No. 324 NAI DFA Secretary's Files P2

Telegram from Joseph P. Walshe to Robert Brennan (Washington)
(No. 170) (Personal) (Copy)

Dublin, 7 November 1940

Your 249 and 250 received.1

The British press following Prime Minister's statement on Tuesday 5th2 has started a campaign for the occupation of the ports. No doubt the campaign is organised and will be carried on also in America.

You should see some of our good friends, explain seriousness of position and get them use their influence against it. Government determined to resist to bitter end.

There is of course danger that American administration ignorant of real feeling here may encourage campaign or even join in official pressure here. You should do everything possible to make known to them that the people will defend neutrality to death no matter who violates it because they regard neutrality in this world struggle for power as the fundamental condition of their survival as a nation.

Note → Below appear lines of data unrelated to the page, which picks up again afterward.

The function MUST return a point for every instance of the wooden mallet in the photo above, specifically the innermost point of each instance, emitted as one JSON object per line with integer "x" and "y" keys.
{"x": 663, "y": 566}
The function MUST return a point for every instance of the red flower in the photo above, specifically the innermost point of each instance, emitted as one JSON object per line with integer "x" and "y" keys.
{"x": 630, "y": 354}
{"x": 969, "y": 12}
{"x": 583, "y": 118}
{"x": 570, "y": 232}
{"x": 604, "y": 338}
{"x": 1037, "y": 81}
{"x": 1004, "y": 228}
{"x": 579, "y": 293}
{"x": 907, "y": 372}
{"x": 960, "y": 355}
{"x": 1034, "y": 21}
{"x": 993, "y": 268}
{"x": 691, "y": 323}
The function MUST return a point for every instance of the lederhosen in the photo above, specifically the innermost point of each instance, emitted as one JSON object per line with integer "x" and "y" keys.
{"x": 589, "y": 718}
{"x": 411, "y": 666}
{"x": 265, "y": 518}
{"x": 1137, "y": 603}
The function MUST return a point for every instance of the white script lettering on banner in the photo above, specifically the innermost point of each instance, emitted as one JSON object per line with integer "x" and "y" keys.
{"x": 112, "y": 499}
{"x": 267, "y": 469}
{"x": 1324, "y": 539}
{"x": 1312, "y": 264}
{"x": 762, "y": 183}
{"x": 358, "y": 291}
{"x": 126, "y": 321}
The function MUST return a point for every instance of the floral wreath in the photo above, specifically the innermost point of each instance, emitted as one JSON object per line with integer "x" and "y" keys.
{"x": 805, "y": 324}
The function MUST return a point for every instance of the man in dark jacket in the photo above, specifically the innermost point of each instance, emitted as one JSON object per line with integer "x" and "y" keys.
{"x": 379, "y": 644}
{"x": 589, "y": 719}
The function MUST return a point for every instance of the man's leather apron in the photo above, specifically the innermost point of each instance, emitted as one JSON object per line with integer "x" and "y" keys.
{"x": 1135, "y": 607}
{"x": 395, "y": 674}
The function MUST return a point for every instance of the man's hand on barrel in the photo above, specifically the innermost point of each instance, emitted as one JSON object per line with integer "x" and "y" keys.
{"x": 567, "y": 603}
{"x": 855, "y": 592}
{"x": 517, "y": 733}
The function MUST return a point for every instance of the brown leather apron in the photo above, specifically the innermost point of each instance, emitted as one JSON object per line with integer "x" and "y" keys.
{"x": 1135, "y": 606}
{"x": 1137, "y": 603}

On the British argument any great power should be allowed to use the ports of any small nation which is protected or dominated by its fleet if these ports happen to facilitate her war operations. You should most strongly emphasize that from the British point of view any such campaign seriously pursued would be disastrous. Our relations have greatly improved in recent months and Churchill's speech is regarded here as another bad blunder.

Continue to keep us closely informed.

1 Neither document printed.

2 On 5 November Churchill told the House of Commons that the lack of the Irish ports was 'a most heavy and grievous burden', and continued that it was 'a plain statement of an unpleasant fact designed to serve as a warning that it may not be possible to let matters rest as they are'.